Los espectadores hipercríticos e insaciables no admitían actos de cobardía o miedo: estaban dispuestos al sonido de látigos y hierros candentes para despertar el ímpetu dormido de los duelistas.
Cuando un gladiador era golpeado, un grito sórdido se elevaba desde las gradas abarrotadas: "¡Habet!" (golpe); algunos renovaron la dosis y, como perros rabiosos, gritaron a voz en cuello: "¡Verbera!" (¡golpea!), «¡Uri!» (¡arde!), «¡Iúgula!» (¡degollado!).
Eran los gritos de los aficionados o apostadores del luchador que iba a la cabeza, mientras los demás guardaban silencio en un silencio ensordecedor, aterrorizados por una posible apuesta perdida o temerosos de la posible salida de su campeón. El gladiador que ya no estaba en condiciones de continuar la lucha podía rendirse y pedir perdón.
En ese momento el árbitro apenas interpuso, con un sprint felino, un palo entre los duelistas y el destino incierto de los vencidos pasó ahora a manos del organizador de los juegos. Muy a menudo la decisión final estaba condicionada por la voluntad del público, que expresaba descaradamente su opinión con gritos y gestos; miles de ojos esperaban ansiosos la decisión final.

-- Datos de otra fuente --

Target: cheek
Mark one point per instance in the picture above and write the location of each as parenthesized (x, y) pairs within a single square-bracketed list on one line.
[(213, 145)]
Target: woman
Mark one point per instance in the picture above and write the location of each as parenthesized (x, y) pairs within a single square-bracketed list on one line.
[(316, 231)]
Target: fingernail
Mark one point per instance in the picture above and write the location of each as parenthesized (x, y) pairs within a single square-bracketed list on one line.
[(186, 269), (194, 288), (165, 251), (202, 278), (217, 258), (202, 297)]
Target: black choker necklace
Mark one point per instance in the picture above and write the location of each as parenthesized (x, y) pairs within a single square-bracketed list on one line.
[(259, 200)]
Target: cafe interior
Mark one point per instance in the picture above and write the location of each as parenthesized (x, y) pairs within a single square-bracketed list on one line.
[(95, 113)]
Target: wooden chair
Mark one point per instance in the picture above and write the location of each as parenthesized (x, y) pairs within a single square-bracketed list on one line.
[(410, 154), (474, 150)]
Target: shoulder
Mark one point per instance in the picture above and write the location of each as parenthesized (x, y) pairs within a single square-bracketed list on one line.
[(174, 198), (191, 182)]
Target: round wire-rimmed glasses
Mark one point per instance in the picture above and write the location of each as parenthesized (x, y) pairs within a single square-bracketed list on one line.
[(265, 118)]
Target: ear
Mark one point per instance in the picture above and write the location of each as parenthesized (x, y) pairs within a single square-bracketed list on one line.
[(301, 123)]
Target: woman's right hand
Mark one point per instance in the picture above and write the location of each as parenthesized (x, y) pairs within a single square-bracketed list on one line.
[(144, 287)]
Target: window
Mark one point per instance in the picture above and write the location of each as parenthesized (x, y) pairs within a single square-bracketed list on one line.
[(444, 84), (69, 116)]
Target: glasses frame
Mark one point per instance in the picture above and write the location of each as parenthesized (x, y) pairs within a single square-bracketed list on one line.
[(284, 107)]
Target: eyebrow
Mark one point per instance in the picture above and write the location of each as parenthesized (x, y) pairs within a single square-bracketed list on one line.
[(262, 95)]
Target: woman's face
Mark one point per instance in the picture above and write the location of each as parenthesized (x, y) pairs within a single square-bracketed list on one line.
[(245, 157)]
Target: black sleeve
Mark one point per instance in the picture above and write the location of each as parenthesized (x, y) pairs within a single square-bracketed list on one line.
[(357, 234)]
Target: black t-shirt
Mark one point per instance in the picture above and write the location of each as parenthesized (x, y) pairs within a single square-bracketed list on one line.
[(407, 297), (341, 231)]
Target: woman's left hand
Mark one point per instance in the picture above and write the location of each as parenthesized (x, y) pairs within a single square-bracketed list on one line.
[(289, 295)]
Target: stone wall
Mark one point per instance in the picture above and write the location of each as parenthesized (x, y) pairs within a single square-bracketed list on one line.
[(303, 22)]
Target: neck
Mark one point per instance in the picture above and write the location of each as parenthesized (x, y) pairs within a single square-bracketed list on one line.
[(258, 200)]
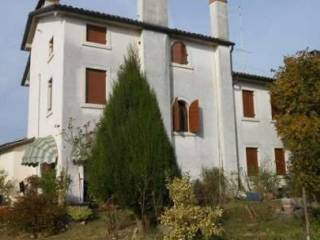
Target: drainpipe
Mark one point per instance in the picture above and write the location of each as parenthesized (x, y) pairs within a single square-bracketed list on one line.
[(235, 123)]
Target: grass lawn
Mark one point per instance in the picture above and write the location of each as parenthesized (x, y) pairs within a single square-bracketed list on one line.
[(242, 221)]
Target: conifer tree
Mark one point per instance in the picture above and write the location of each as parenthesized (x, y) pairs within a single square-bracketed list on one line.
[(296, 96), (132, 158)]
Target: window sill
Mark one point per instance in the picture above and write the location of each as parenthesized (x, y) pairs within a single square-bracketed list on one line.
[(51, 56), (97, 45), (246, 119), (49, 113), (184, 134), (177, 65), (93, 106)]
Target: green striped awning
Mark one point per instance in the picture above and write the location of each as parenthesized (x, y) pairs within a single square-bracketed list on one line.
[(42, 150)]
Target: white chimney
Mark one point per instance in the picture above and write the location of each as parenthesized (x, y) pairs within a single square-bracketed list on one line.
[(219, 19), (50, 2), (153, 11)]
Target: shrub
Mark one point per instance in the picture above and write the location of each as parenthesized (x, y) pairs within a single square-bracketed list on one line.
[(186, 220), (212, 189), (132, 156), (36, 214), (265, 182), (6, 188), (79, 214)]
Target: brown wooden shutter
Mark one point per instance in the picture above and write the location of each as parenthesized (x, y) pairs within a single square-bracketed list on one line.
[(248, 104), (179, 53), (280, 161), (252, 161), (96, 34), (274, 111), (176, 116), (194, 117), (95, 86)]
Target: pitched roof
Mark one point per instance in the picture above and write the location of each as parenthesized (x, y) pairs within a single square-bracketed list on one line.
[(10, 145), (241, 76), (113, 18)]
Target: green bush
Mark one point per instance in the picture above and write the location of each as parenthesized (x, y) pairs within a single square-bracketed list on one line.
[(212, 189), (186, 220), (132, 156), (6, 188), (79, 214), (36, 214), (264, 182)]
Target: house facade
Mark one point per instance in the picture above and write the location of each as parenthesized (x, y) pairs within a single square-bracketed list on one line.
[(213, 116)]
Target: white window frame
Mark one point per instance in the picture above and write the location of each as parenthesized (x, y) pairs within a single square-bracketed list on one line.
[(50, 96), (84, 104)]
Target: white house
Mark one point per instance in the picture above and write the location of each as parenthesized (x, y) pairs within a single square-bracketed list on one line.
[(213, 116)]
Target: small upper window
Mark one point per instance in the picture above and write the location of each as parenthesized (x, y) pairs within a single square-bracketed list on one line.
[(50, 92), (97, 34), (51, 46), (252, 161), (186, 118), (179, 53), (95, 86), (280, 161), (248, 104)]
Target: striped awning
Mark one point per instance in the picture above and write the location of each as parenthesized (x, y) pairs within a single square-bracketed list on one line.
[(42, 150)]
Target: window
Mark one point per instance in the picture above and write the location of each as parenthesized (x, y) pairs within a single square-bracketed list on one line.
[(95, 86), (274, 111), (50, 92), (252, 161), (51, 46), (280, 161), (97, 34), (179, 53), (248, 104), (186, 119)]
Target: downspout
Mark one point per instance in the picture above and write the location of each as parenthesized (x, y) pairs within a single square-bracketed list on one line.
[(235, 123)]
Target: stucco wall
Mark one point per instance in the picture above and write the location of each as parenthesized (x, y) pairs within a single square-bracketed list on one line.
[(10, 162), (259, 132), (207, 78), (192, 82)]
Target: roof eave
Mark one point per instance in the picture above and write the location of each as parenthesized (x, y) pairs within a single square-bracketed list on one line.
[(112, 18), (246, 77), (24, 81), (8, 146)]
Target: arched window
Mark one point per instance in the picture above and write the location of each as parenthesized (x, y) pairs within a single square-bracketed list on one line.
[(179, 53)]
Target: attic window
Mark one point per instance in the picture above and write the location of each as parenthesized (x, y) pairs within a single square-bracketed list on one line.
[(179, 53), (97, 34)]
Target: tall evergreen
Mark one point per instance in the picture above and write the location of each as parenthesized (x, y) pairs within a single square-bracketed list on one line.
[(132, 158)]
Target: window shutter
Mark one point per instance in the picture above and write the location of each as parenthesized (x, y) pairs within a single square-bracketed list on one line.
[(274, 111), (95, 86), (280, 161), (194, 117), (252, 161), (96, 34), (248, 104), (175, 116), (179, 53)]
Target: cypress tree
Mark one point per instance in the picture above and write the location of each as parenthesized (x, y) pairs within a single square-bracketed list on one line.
[(132, 158)]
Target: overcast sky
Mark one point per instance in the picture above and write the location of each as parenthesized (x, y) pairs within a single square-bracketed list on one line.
[(264, 32)]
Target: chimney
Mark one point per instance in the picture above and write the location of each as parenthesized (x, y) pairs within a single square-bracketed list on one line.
[(153, 12), (50, 2), (219, 19)]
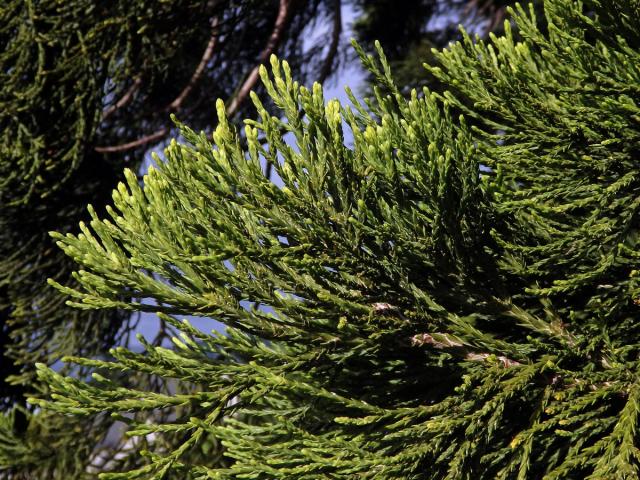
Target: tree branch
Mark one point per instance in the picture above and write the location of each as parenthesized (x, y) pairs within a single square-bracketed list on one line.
[(335, 41), (274, 40), (206, 56), (442, 341), (174, 106), (157, 135), (126, 98)]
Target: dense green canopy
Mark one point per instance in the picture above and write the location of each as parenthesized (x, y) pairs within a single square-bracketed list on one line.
[(450, 295)]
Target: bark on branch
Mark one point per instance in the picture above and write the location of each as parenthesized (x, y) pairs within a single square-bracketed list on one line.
[(284, 12), (174, 106)]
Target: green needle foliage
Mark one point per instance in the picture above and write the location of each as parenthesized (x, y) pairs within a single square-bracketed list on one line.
[(450, 295)]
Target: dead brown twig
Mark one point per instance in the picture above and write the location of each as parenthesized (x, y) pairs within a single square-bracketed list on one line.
[(174, 106)]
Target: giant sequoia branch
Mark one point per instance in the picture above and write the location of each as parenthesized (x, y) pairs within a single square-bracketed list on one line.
[(442, 341)]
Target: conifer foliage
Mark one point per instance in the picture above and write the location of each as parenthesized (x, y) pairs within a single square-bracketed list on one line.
[(453, 294)]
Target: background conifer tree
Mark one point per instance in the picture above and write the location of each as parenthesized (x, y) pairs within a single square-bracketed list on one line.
[(453, 294), (86, 89)]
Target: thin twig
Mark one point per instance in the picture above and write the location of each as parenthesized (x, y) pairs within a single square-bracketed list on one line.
[(270, 47), (206, 56), (174, 106), (442, 341), (157, 135), (126, 98), (335, 41)]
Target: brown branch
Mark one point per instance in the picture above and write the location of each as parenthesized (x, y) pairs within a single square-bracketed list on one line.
[(206, 56), (443, 341), (126, 98), (335, 41), (274, 40), (174, 106), (157, 135)]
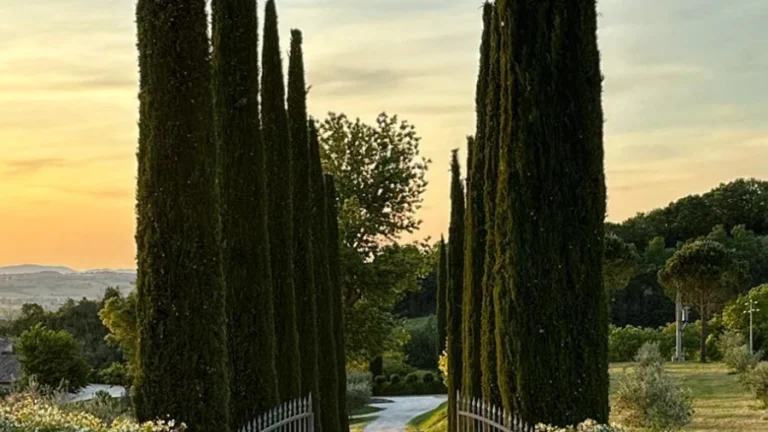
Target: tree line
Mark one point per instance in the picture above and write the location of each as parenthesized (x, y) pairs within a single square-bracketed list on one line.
[(525, 306), (238, 287)]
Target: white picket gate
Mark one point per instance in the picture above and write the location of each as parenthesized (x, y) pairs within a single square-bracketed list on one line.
[(293, 416), (474, 415)]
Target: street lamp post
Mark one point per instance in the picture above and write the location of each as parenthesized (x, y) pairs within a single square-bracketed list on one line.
[(751, 309)]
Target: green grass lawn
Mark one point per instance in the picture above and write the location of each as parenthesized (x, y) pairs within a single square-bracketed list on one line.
[(720, 402)]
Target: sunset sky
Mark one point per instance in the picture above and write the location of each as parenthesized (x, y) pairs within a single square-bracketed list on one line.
[(685, 98)]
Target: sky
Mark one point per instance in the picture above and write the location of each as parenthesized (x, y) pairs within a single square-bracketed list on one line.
[(684, 98)]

En el caso de la negativa del indulto, la afilada espada del vencedor penetraba mortalmente la carne indefensa del vencido, con una acción vertiginosa enmarcada por el coro de espectadores poseídos que, sin humanidad alguna, gritaban sin piedad: "¡Iúguula, ígula!" (¡Cortarle la garganta, cortarle la garganta!).

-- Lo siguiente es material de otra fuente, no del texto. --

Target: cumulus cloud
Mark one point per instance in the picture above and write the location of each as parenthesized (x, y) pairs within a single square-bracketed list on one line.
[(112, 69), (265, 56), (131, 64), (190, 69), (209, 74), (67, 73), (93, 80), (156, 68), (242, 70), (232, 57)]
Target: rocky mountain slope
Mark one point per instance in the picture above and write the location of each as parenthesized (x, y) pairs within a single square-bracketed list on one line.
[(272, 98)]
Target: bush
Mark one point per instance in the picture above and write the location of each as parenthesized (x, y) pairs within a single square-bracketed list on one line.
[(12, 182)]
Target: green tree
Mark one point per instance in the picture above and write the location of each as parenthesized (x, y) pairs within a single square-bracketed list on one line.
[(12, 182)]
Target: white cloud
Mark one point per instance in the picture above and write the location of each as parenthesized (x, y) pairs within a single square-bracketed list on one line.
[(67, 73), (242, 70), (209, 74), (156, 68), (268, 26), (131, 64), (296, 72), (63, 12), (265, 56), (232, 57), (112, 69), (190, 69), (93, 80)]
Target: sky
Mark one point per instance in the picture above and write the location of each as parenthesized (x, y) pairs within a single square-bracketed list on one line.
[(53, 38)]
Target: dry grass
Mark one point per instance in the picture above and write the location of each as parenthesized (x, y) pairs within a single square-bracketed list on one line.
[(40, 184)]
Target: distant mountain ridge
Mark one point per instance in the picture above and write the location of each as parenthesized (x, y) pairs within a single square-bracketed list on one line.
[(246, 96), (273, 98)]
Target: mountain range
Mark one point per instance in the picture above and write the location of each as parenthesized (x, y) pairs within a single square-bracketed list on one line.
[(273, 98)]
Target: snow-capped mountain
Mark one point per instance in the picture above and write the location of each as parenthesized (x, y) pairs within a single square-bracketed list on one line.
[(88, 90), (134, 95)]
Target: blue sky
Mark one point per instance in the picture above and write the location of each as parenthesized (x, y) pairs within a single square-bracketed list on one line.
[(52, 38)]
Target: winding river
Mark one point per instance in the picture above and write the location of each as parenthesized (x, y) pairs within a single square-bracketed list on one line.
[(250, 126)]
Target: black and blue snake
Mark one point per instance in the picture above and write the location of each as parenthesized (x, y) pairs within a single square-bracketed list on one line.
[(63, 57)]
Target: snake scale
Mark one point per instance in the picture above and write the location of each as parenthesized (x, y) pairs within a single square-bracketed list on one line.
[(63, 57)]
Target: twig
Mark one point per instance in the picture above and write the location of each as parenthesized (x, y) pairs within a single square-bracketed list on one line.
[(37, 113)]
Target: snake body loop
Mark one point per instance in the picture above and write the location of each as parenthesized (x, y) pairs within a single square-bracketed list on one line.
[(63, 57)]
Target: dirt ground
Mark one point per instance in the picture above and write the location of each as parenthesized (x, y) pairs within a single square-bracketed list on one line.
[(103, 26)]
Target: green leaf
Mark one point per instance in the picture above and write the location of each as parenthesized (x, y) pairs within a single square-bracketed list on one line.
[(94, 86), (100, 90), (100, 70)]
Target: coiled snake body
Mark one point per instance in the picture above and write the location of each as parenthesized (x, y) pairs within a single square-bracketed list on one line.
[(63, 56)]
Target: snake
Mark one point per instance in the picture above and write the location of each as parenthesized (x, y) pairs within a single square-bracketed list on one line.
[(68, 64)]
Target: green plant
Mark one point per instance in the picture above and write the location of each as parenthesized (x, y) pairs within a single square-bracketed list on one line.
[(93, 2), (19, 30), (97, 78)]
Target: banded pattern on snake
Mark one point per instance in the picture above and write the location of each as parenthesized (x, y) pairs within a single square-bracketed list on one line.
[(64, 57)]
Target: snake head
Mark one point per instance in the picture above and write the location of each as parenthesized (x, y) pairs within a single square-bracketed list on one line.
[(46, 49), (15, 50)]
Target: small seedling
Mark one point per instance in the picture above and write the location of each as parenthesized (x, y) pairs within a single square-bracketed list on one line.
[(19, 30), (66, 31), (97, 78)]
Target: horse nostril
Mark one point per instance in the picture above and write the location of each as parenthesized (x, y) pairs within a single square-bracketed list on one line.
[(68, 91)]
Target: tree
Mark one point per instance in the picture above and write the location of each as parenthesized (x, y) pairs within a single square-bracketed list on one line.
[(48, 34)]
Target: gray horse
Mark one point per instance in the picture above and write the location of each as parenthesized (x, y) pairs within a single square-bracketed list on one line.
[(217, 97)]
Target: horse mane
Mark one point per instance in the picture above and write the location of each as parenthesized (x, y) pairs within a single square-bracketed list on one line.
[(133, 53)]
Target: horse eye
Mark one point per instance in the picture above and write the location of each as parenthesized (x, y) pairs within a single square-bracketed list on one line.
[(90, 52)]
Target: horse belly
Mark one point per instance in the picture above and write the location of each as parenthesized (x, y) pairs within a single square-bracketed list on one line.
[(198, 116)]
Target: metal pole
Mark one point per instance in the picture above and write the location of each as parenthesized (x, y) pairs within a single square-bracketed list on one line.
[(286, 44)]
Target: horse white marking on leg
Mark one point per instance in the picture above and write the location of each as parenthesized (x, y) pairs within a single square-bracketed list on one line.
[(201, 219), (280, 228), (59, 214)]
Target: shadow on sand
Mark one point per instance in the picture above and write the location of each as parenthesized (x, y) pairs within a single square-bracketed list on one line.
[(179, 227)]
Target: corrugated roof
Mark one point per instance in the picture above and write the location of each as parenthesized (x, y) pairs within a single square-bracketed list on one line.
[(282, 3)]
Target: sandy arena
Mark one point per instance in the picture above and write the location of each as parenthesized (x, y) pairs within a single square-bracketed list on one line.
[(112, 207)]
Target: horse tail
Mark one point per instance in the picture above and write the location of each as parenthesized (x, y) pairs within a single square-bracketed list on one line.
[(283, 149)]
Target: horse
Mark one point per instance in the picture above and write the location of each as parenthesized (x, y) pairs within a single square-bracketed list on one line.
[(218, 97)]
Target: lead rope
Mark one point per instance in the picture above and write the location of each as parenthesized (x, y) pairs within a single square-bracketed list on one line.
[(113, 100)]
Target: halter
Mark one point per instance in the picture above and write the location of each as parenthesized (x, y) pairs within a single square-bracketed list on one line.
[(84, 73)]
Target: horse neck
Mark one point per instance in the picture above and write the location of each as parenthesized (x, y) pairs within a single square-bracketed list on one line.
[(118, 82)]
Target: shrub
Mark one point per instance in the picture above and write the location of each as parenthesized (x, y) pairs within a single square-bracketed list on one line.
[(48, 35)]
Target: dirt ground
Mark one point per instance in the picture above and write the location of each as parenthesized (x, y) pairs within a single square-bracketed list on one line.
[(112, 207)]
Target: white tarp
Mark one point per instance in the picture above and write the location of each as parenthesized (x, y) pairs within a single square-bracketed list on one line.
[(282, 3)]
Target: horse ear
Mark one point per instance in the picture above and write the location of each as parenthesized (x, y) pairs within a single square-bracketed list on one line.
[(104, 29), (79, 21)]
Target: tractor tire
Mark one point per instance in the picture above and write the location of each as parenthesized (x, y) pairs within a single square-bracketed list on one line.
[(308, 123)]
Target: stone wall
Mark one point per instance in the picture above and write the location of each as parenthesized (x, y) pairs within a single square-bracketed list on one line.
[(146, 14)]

El vencedor lanzaba un grito liberador bestial después del enorme esfuerzo, levantaba su escudo y su espada en el aire, y disfrutaba de la aclamación del público. Después de una vuelta de honor, estaba listo para recibir la palma de la victoria, los ricos premios y cruzar la porta triumphalis, la puerta de los vencedores. Ahora le esperaba un merecido descanso antes de la próxima cita, que no tendría lugar hasta dentro de unos meses.
Para los vencidos, el destino era cruel: si aún estaba en agonía, el desdichado se arrastraba y jadeaba por la arena elipsoidal, dejando tras de sí un macabro rastro de sangre. El último y definitivo golpe de gracia era infligido por el poderoso martillo de un asistente vestido de Plutón. Si, por el contrario, el cuerpo del hombre derrotado estaba sin vida, para estar seguro de la muerte, se realizaba un sombrío control a través de un cauterio al rojo vivo guiado por la mano insensible de un asistente de caza, vestido de Mercurio.
Finalmente, el cuerpo era arrastrado con unos ganchos a través de la puerta de Libitina, la puerta de los vencidos. Su cuerpo torturado, despojado de todo en el spoliarum, la mayoría de las veces terminaba su existencia miserablemente en una fosa común sucia y anónima.